Rising distress: Approach 5% mark against 3% for non-farm loans
Within five years of the announcement of the government’s debt relief package for farmers, distress in the agricultural loan segment is building up once again with non-performing assets (NPA) seeing a sharp uptrend. Gross NPAs in the agriculture loan segment are inching up towards 5% compared with close to 3% for non-agriculture loans.
Bankers feel the NPA situation could worsen if the monsoons are weak leading to lower crop yields and agricultural incomes. The Reserve Bank of India governor D Subbarao said at a recent Nabard conference that there had been a 47% growth in agri npas in 2011-12.
The country’s largest lender State Bank of India (SBI) saw a 72% year-on-year (yoy) jump in farm loan NPAs to R7,778 crore in 2011-12. In percentage terms the npas rose from 6.7% of agri advances to 8.9%. Union Bank also saw a sharp rise in its agri loan NPAs from 4.1% to 9.6% during the same period. Other large public sector lenders like Bank of Baroda (BoB) and Punjab National Bank (PNB) have also seen a rise in their agri sector NPA levels to 5% and 4% respectively, up from 3.6% and 3.5%.
Private sector banks have managed to keep their agri NPAs under check. HDFC Bank saw a small rise in NPA levels from 0.4% in 2010-11 to 0.9% in 2011-12 and ICICI Bank saw NPA levels fall from 7.6% to 4.8% and Axis Bank from 2.6% to 2.3%.
According to Nitesh Ranjan, economist at the Union Bank, public sector banks have seen a much larger rise in agri sector NPAs because they now recognise system-based NPAs. ?Under the manual recognition of NPAs, most PSU lenders did not recognise several agri and small sized accounts as NPAs. But now all accounts that have not seen interest payments for over 90 days and over are classified as NPAs,? said Ranjan.
A senior official from a private sector bank said that under political compuslions, public sector banks are sometimes asked to play a much larger role in the development of the country. ?In this process, they are exposed to a larger number of bad accounts,? he said.
Other bankers point that one major reason for the growing NPAs is the lagged effect of the rapid growth in lending to the farm segment over the last few years. As banks grew their agri loan books aggressively to meet the 18% advances book target, loan quality has suffered. Farm credit has witnessed double-digit growth over the last four years and the farm loan to GDP ratio has now risen to about 60% from about 40% in the early 2000s.

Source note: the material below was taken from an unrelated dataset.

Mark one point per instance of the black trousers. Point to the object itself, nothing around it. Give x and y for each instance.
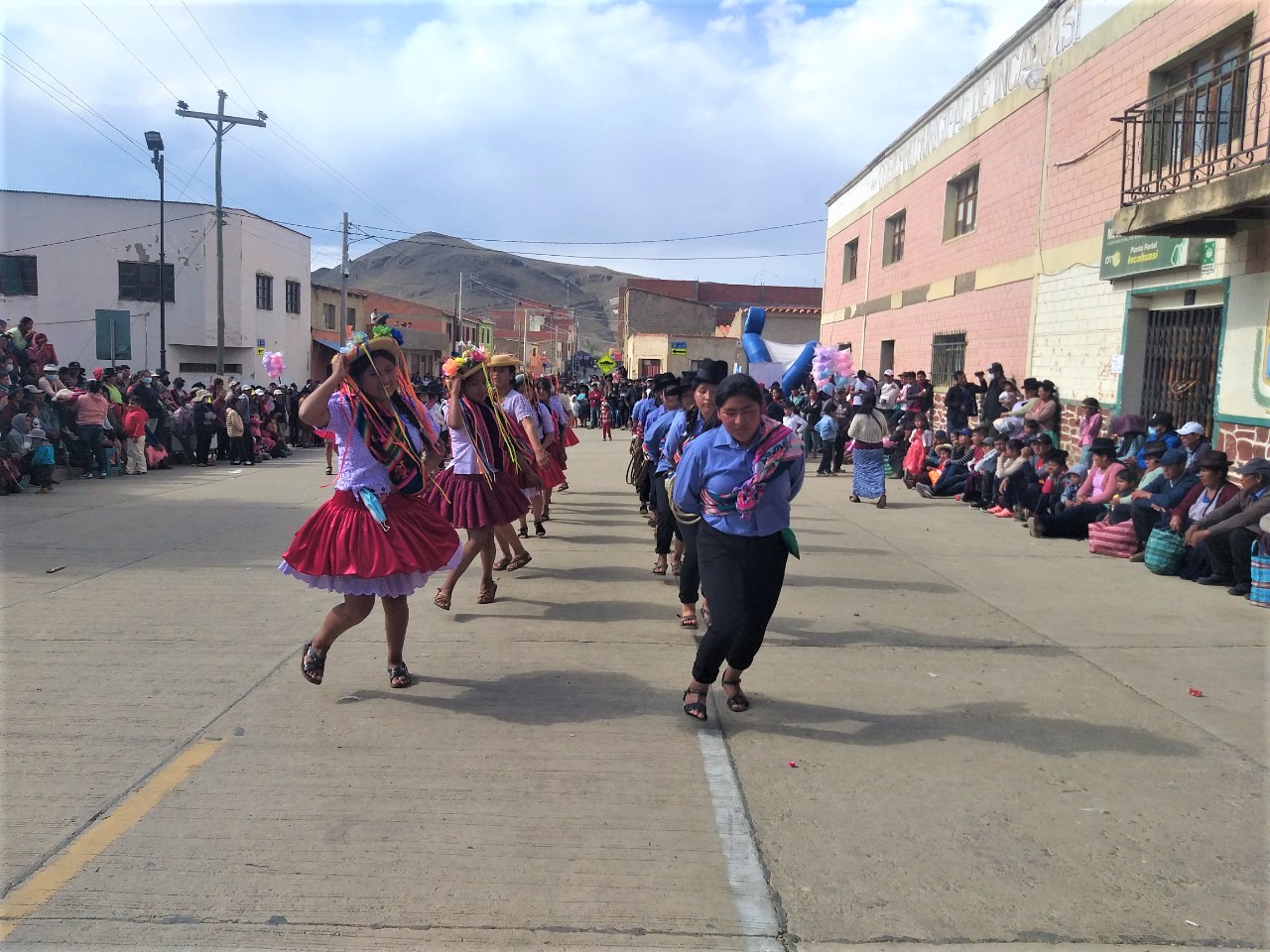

According to a report by Espirito Santo Securities, despite a fast growth in the farm lending, it is only PNB that has consistently met its agriculture sector sub-targets under the priority sector lending norms. BoB has started meeting its targets for the first time only in 2011-12. ?All banks including SBI are finding it difficult to meet meet the farm sector sub-targets because of the lower agri GDP growth,? the report said.
CMD of public sector lender Oriental bank of Commerce SL Bansal attributes the rise in farm sector NPAs to the moral hazard on account of the 2008 bailout package. This has resulted in a bad credit culture, he feels. With important elections coming up in the future, including the 2014 general election, there is an expectation that the farm sector will receive more government support, said Bansal. OBC saw its NPA levels rise from 3.4% in 2010-11 to 4.7% in 2011-12.